Une première plainte a été déposée en 2023 par des survivants et des proches des victimes de l’attaque de Palma par Al-Shabab en mars et avril 2021. TotalEnergies est accusée de ne pas avoir assuré la sécurité de ses sous-traitants qui ont été pris pour cible et, pour certains d’entre eux, tués. En mars 2025, le procureur de Nanterre a ouvert une enquête préliminaire pour homicide involontaire et non-assistance à personnes en danger.

Les entreprises et leurs dirigeants peuvent être pénalement responsables: en France, l’affaire Lafarge a conduit à la mise en examen de l’entreprise et de ses dirigeants pour complicité de crimes contre l’humanité commis par Daech en Syrie, et un procès pour financement de terrorisme pour la société et quatre dirigeants en cours devant le tribunal judiciaire de Paris. En Suède, un procès contre deux anciens dirigeants de la compagnie pétrolière suédoise Lundin pour complicité de crimes de guerre commis par le régime soudanais – aujourd’hui Soudan du Sud – est également en cours.

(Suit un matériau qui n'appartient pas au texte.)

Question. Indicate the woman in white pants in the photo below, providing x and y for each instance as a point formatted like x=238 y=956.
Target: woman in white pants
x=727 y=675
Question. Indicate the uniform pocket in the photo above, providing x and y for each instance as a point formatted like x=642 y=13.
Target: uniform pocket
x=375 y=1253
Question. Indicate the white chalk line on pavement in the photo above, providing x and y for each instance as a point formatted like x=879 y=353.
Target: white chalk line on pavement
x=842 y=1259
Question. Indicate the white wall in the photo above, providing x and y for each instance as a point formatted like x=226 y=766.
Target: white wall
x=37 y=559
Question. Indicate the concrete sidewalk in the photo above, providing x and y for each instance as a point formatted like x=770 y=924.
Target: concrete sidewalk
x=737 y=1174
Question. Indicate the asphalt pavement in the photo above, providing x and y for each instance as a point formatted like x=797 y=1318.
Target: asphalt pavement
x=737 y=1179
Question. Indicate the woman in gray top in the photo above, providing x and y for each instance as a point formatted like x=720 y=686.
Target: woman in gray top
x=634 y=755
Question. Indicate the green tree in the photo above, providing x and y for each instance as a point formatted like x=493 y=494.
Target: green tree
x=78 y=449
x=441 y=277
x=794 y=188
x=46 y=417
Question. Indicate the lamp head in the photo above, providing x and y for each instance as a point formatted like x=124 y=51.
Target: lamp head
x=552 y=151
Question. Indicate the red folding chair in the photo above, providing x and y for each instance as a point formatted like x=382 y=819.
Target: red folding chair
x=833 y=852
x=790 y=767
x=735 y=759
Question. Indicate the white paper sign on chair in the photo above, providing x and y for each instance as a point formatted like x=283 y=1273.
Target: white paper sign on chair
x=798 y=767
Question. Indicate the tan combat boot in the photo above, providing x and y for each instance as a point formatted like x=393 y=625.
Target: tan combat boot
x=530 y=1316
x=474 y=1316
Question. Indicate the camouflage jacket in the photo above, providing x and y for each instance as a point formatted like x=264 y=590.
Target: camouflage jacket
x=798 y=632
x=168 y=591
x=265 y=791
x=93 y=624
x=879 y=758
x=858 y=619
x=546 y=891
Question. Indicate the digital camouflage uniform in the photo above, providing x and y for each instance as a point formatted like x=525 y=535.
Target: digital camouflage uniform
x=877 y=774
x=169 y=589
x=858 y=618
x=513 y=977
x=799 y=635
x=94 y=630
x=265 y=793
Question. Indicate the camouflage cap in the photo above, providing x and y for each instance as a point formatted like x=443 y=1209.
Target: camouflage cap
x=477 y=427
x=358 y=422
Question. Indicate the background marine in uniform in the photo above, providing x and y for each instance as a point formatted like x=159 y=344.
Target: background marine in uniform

Le projet, outre les nombreuses accusations de violations des droits humains, est l’une des bombes carbones menaçant les objectifs climatiques de l’Accord de Paris et pourrait contribuer à émettre jusqu’à 4,5 milliards de tonnes d’équivalent CO₂ au cours de sa durée de vie. 

Notes aux rédacteurs

  • Les Amis de la Terre Mozambique / Justiça Ambiental, les Amis de la Terre France et les Amis de la Terre Europe, qui mènent depuis des années une campagne contre le projet Mozambique LNG et ses impacts, soutiennent cette action en justice.
  • Cette affaire s’inscrit dans le cadre du travail continu du ECCHR sur la responsabilité des entreprises dans les conflits armés.
  • Les journalistes sont conviés à une conférence publique sur les activités de TotalEnergies au Mozambique et cette action en justice, qui se tiendra le 18 novembre 2025 à 18h45 à l’Académie du Climat à Paris. Clara Gonzales de l’ECCHR et Lorette Philippot des Amis de la Terre France y prendront notamment la parole, et pourront répondre aux questions des médias.
Notes
1

 Al-Shabab est un groupe armé non-étatique actif dans la région du nord du Mozambique, Cabo Delgado, depuis 2017. Il est officiellement affilié à l’Etat Islamique depuis mai 2022 et désormais également désigné “Islamic State Mozambique (ISM)”.